O Brasil completou duas semanas sem registrar novos casos confirmados de sarampo, conforme informações do Ministério da Saúde. A ação conjunta entre o governo federal, estadual e municipal tem sido fundamental para o controle dos casos importados, aqueles em que a infecção ocorre fora do país. Em Campos Lindos, Tocantins, que registrou o maior número de casos, o último foi confirmado em 6 de agosto. Desde 21 de julho, equipes de saúde intensificam a vacinação na região.
“Nos primeiros cinco casos importados deste ano [dois no estado do Rio de Janeiro, um no Distrito Federal, um em São Paulo e um no Rio Grande do Sul], o Ministério da Saúde, com apoio de gestores locais, respondeu imediatamente com ações de contenção. O rastreamento dos contatos e o reforço da vacinação foram essenciais para impedir o surgimento de novos casos nas regiões. Em Tocantins, estamos adotamos a mesma estratégia”, destacou Eder Gatti, diretor do Programa Nacional de Imunizações (PNI).
Os casos importados são esperados devido a surtos em países vizinhos. A principal preocupação é com brasileiros que viajam para regiões afetadas, especialmente na América do Norte, onde a maioria dos casos das Américas foi registrada. De 10,1 mil casos no continente, 9,8 mil ocorreram no Canadá, Estados Unidos e México.

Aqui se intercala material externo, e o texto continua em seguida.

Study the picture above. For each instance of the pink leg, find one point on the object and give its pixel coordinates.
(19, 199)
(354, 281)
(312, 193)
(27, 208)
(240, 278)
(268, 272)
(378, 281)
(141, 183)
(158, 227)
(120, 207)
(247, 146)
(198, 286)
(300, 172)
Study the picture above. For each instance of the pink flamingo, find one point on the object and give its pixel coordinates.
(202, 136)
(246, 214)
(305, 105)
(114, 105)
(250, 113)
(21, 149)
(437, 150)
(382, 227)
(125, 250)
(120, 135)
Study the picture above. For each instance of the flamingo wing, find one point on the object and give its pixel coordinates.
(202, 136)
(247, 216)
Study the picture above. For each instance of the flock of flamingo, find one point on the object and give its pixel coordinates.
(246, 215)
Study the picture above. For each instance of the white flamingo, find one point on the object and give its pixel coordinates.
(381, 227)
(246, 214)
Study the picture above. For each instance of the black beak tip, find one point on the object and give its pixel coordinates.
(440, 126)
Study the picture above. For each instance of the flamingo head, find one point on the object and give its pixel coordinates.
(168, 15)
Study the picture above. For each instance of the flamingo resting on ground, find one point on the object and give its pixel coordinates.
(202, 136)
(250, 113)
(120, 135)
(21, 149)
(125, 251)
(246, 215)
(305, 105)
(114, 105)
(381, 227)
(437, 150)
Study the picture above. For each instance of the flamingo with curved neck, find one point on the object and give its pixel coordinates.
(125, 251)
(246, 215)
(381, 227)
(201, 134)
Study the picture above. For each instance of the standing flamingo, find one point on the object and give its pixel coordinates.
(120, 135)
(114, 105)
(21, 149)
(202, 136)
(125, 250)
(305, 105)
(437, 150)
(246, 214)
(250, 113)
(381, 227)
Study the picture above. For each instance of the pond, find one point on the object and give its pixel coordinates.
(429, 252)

Vacinação e Medidas de Prevenção
A vacinação é a medida mais eficaz para prevenir a doença e controlar surtos. A vacina está disponível para pessoas de 6 meses a 59 anos em todas as Unidades Básicas de Saúde (UBS) do país. Este ano, o Ministério da Saúde distribuiu mais de 13,6 milhões de doses da vacina tríplice viral. A cobertura vacinal da primeira dose ultrapassa 90%, com estoques garantidos em todo o país.
Como parte das ações de prevenção, o Brasil enviou 660 mil doses da vacina contra o sarampo à Bolívia, que enfrenta um surto com mais de 200 casos confirmados. Essa medida visa reforçar a proteção e evitar a reintrodução do vírus no Brasil, que mantém a certificação de país livre do sarampo, conforme a Organização Mundial da Saúde.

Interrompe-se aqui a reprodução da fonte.